To conceive of these characters as somehow in direct competition with one another is to mistake a genuine drama for reality television. The way character arcs intersect and collide with one another in The Wire is part of what makes it so compelling in the first place. Beefs turn into alliances out of shared goals (consider Omar and Brother Mouzone), people in power create monsters they can’t control (think of the way Valchek’s crusade empowers the detail), characters’ best trait are also their downfall (how McNulty’s dogged competitiveness makes him both “real police” and a terrible husband).

That last point relates directly to the epigraph to this post, where creator David Simon talks about the connection of the series to Greek tragedy. The classic idea of the tragic flaw runs through the heart of The Wire and it’s yet another reason why having these characters compete in a tournament cheapens them. This bracket idea leads to people arguing about who’s harder, Avon or Stringer, when in the actual narrative fabric of the show, these two characters both strengthen and weaken each other at different points. Stringer’s entrepreneurial streak helps them succeed once Avon’s street-level tactics have gotten them to a place of power.
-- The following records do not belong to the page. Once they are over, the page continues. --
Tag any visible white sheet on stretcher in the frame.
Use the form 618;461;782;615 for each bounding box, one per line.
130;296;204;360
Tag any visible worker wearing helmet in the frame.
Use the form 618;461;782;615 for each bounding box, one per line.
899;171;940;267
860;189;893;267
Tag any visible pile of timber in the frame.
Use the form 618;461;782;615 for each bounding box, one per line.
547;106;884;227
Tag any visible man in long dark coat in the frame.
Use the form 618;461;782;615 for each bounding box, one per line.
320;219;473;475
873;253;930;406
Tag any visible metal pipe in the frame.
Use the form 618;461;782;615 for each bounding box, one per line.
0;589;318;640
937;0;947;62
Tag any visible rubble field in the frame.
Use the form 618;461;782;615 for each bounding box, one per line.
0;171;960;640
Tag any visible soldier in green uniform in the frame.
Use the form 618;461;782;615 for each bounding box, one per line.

But then these same traits turn on them, threatening the empire they’ve built.

This is where it starts to get really weird, though, because the same thing that shortchanges these characters in a tournament is the same thing that creates meaning in an actual bracket-style tournament like March Madness. Many teams (like characters in a story) are flawed in ways that are also strengths, and running into a buzzsaw of an opponent who matches up just right can be their downfall. Teams predicated on offense run their opponents out of the gym until they run into a team that slows them down. Methodical half-court teams get countered by swarming defenses. But this similarity to classical narrative structures in a tournament is actually why this whole Smacketology thing is backwards.

What we love in March Madness are the storylines, the upsets, the Cinderellas. But those narratives are created by the structure of the tournament being imposed on a set of “characters” with the same goal. The tournament is seeded, the bracket is set, and then we watch as teams overcome their seed or live up to it. A structure is built around them and then we revel as they upend it. It’s a common narrative in Western culture: the triumph of the underdog. It’s in “Die Hard,” in “The Seven Samurai,” in “Oliver Twist,” in “Annie.”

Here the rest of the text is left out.